Share this story...
Latest News

Suppose it was us?

Workers continue going through the debris at the Plaza Towers Elementary School in Moore, Okla., on Tuesday, May 21, 2013. A tornado hit the area on Monday, May 20, 2013. (AP Photo/The Oklahoman, Bryan Terry)

Every state seems to have its own monster under the bed. In New York and New Jersey – hurricanes. In California – earthquakes and wildfires. In Oklahoma – tornadoes. And every time we see one of these disasters, we can’t help but think: could I go into a collapsed school and rescue someone?

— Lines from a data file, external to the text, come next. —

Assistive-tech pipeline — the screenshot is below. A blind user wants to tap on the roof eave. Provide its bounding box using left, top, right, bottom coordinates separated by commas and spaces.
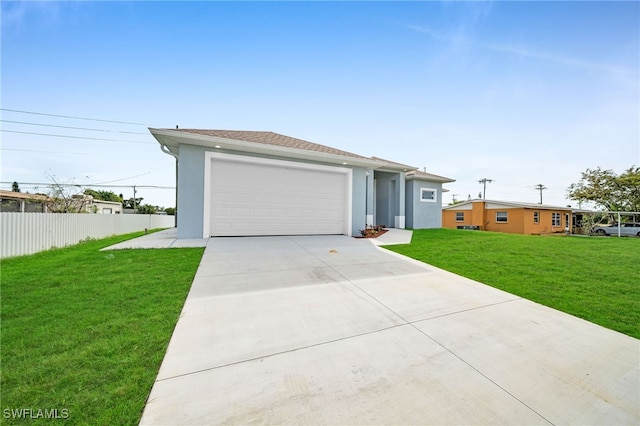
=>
149, 128, 385, 169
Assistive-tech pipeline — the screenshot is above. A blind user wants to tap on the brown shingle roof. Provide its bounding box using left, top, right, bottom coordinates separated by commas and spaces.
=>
172, 129, 367, 158
407, 170, 456, 183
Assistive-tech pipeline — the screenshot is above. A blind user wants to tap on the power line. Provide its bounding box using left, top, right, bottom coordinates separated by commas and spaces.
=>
0, 129, 154, 145
0, 148, 96, 155
0, 120, 148, 135
0, 182, 176, 189
0, 108, 146, 126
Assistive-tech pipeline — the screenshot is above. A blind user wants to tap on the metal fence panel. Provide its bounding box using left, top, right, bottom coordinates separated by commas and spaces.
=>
0, 212, 174, 258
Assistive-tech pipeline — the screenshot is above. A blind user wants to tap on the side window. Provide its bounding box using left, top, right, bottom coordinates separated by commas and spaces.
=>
420, 188, 437, 203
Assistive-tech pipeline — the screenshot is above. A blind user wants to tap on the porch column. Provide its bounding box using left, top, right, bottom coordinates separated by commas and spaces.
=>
365, 169, 375, 226
394, 173, 406, 229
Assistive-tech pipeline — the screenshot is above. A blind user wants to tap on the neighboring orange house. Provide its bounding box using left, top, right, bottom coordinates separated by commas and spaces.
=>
442, 200, 573, 235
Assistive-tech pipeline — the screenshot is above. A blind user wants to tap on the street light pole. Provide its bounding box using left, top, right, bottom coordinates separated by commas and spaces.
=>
478, 178, 493, 200
535, 183, 547, 204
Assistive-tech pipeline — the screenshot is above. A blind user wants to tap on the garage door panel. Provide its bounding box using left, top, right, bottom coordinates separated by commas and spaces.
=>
210, 158, 348, 236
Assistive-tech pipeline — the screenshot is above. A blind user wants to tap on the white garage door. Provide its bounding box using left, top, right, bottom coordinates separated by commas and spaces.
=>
209, 154, 350, 236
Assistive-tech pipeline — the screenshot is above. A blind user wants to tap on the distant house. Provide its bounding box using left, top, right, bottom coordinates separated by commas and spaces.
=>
442, 200, 574, 235
84, 195, 122, 214
149, 129, 453, 238
0, 190, 122, 214
0, 190, 48, 213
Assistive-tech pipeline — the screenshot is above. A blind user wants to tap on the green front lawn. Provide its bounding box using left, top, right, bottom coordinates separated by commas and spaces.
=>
0, 234, 203, 425
386, 229, 640, 338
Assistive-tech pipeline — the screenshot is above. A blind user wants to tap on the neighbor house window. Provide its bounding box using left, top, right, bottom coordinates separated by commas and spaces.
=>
420, 188, 436, 203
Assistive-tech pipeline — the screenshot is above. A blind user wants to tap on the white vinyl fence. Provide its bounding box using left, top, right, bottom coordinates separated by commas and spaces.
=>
0, 212, 175, 258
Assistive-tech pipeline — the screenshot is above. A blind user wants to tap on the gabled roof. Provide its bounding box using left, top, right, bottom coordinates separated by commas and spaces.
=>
149, 128, 415, 171
442, 199, 572, 210
407, 170, 456, 183
175, 129, 366, 159
371, 157, 415, 172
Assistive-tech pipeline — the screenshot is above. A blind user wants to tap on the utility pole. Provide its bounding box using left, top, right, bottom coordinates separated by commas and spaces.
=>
535, 183, 547, 204
478, 178, 493, 200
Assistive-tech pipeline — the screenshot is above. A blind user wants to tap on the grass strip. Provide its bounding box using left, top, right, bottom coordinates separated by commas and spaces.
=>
0, 233, 204, 424
385, 229, 640, 338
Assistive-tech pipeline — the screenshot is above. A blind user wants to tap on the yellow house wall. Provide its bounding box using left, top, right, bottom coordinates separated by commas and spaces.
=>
485, 209, 524, 234
442, 202, 571, 234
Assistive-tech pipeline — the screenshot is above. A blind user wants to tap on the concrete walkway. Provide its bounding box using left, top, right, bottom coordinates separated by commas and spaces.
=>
141, 236, 640, 425
101, 228, 209, 251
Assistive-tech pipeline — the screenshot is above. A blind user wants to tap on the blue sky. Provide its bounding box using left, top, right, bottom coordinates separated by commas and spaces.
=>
0, 1, 640, 206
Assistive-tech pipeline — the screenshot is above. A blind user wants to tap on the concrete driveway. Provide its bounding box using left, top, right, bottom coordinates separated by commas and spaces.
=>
141, 236, 640, 425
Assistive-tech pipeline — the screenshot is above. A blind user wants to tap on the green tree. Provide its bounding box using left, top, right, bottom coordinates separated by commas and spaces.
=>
122, 197, 144, 209
567, 166, 640, 212
84, 188, 122, 203
136, 204, 158, 214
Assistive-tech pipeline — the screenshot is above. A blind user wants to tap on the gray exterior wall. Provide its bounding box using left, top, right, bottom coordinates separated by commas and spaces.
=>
405, 179, 442, 229
178, 145, 367, 238
374, 171, 406, 228
178, 145, 204, 238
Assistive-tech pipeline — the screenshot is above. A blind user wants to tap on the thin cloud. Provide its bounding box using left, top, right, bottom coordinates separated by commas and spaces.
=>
402, 24, 639, 87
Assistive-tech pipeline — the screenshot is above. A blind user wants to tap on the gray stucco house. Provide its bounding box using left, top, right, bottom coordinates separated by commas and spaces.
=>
149, 128, 453, 238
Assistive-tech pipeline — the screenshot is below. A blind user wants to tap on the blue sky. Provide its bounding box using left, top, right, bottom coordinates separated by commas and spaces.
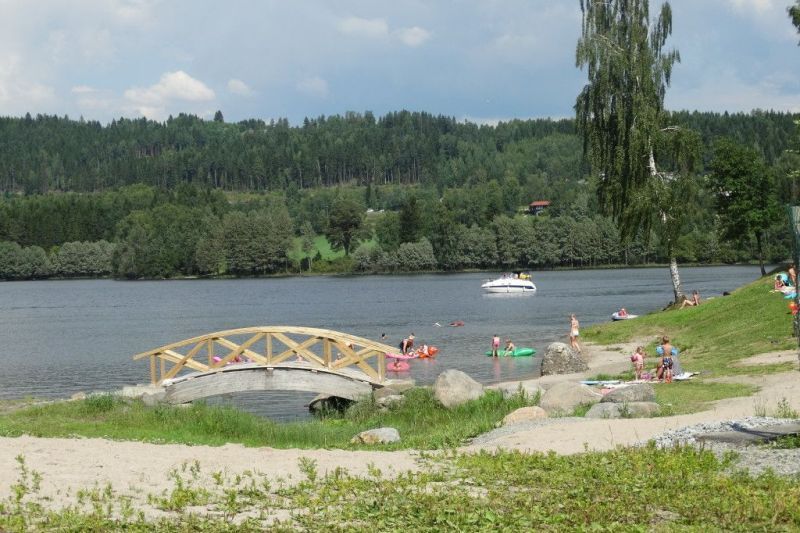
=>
0, 0, 800, 123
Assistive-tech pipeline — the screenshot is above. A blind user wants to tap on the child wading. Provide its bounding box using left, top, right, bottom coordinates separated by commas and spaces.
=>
492, 333, 500, 357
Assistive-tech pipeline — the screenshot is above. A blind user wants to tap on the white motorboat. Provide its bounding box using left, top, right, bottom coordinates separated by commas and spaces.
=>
481, 277, 536, 293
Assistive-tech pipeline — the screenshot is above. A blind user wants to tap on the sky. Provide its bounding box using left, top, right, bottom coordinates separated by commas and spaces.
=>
0, 0, 800, 124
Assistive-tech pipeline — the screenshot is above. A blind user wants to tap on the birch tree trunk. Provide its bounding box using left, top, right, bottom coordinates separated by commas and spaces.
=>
669, 254, 684, 303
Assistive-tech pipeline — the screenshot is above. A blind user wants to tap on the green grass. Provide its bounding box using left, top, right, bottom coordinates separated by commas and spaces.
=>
0, 388, 528, 449
287, 235, 344, 261
6, 446, 800, 532
655, 381, 758, 416
581, 277, 797, 376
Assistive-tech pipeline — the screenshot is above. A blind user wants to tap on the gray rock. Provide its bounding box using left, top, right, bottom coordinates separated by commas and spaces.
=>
619, 402, 661, 418
600, 383, 656, 403
542, 342, 589, 376
487, 381, 544, 400
502, 405, 547, 426
433, 369, 483, 407
539, 382, 603, 415
586, 402, 659, 418
375, 394, 403, 407
586, 403, 622, 418
350, 428, 400, 444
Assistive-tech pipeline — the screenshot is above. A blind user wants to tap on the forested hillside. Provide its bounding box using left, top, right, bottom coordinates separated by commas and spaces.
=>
0, 111, 798, 279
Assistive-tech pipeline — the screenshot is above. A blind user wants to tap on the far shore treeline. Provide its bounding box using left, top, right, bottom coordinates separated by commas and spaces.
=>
0, 111, 800, 279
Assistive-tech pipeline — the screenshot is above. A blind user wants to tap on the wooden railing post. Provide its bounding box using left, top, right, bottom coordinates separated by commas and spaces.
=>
150, 354, 158, 385
322, 338, 333, 368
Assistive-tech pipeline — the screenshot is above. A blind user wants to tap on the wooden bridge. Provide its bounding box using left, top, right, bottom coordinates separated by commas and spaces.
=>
133, 326, 397, 403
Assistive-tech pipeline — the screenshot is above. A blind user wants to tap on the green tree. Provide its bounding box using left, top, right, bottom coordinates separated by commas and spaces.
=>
300, 221, 317, 270
575, 0, 698, 302
325, 196, 364, 255
709, 139, 779, 276
399, 194, 422, 243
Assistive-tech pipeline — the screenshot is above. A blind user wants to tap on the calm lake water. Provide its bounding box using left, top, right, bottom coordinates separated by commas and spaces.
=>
0, 267, 759, 419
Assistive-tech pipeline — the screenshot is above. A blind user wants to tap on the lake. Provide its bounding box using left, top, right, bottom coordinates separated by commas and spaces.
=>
0, 266, 759, 419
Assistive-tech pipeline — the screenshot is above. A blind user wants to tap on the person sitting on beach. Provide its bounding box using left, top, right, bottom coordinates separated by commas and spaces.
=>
681, 290, 700, 309
503, 339, 517, 357
631, 346, 644, 381
656, 335, 674, 383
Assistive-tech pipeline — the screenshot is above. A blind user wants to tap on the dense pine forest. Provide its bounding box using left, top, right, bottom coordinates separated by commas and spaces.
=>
0, 111, 800, 279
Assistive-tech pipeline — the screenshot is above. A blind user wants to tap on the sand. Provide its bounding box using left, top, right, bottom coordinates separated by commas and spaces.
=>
0, 342, 800, 507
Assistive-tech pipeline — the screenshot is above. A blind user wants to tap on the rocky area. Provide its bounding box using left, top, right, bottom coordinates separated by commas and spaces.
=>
640, 417, 800, 476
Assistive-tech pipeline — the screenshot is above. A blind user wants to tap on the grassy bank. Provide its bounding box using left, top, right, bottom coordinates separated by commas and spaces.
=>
0, 447, 800, 531
581, 277, 797, 376
0, 388, 528, 450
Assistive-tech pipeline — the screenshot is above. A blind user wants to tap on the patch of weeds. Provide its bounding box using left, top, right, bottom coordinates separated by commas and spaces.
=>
569, 403, 592, 418
775, 398, 800, 419
148, 461, 211, 512
766, 435, 800, 450
753, 398, 767, 418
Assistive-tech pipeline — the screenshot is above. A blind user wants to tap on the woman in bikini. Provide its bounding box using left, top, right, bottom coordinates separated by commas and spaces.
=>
569, 314, 581, 353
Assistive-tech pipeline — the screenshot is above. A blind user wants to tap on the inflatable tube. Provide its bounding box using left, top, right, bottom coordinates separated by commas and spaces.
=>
486, 348, 536, 357
656, 346, 678, 356
385, 352, 417, 361
386, 361, 411, 372
414, 346, 439, 359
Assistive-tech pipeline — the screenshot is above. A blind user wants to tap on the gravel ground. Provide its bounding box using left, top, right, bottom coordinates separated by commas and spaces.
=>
470, 417, 800, 476
469, 416, 586, 446
642, 417, 800, 476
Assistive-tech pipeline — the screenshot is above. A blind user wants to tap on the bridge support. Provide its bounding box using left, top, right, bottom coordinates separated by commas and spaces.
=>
165, 364, 373, 404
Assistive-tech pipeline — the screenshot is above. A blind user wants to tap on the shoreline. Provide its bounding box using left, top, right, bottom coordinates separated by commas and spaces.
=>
0, 341, 800, 505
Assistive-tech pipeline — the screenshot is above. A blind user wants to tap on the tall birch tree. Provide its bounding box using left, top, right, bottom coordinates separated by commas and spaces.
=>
575, 0, 700, 302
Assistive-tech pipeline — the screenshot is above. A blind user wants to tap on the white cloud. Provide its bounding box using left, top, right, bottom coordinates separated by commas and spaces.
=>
337, 17, 389, 38
123, 70, 216, 119
228, 78, 253, 96
0, 53, 55, 114
667, 70, 800, 112
125, 70, 215, 104
297, 76, 329, 98
70, 85, 97, 94
395, 26, 431, 47
728, 0, 778, 14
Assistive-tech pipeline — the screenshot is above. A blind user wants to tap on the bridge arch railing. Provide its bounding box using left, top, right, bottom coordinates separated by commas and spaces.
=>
133, 326, 397, 385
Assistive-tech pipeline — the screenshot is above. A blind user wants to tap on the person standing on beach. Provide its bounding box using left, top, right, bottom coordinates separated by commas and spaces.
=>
569, 313, 581, 353
492, 333, 500, 357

If I came home and found nothing but the concrete slab – how would the family eat? Where would we sleep?
Here’s how Moore, Oklahoma answered that question.

“If you listen to local radio around here, people are calling in and saying, ‘I have a home, how can I help? Where can I donate?'” says CBS’s Norah O’Donnell.

On KFOR TV, Oklahoma County Commissioner Brian Maughan directed people to relief centers which had popped up where?

“In places that you might not think,” says Maughan. “Resthaven Funeral Home has got a great community center there; the Yellow Rose Theatre right here in Moore on 12th Street(sic) is also providing for people who cannot get back into their neighborhoods.”

What’s happening is that people are improvising – and it must be working, because when I contacted the Red Cross spokesperson and asked how many people were in shelters – she told me that the night after the storm there were 29.

There’s already speculation that the need in Oklahoma is so great, that some members of Congress might insist on finding ways to offset the costs. But you listen to teacher Jennifer Doane – who was buried with her classroom, and even now in the hospital, is still in despair that she couldn’t save more of her children.

“He just kept telling me that he couldn’t breathe, and he didn’t want to die,” cried Doane.

I can’t imagine anyone who would want to use this as a reason to rehash the budget debate.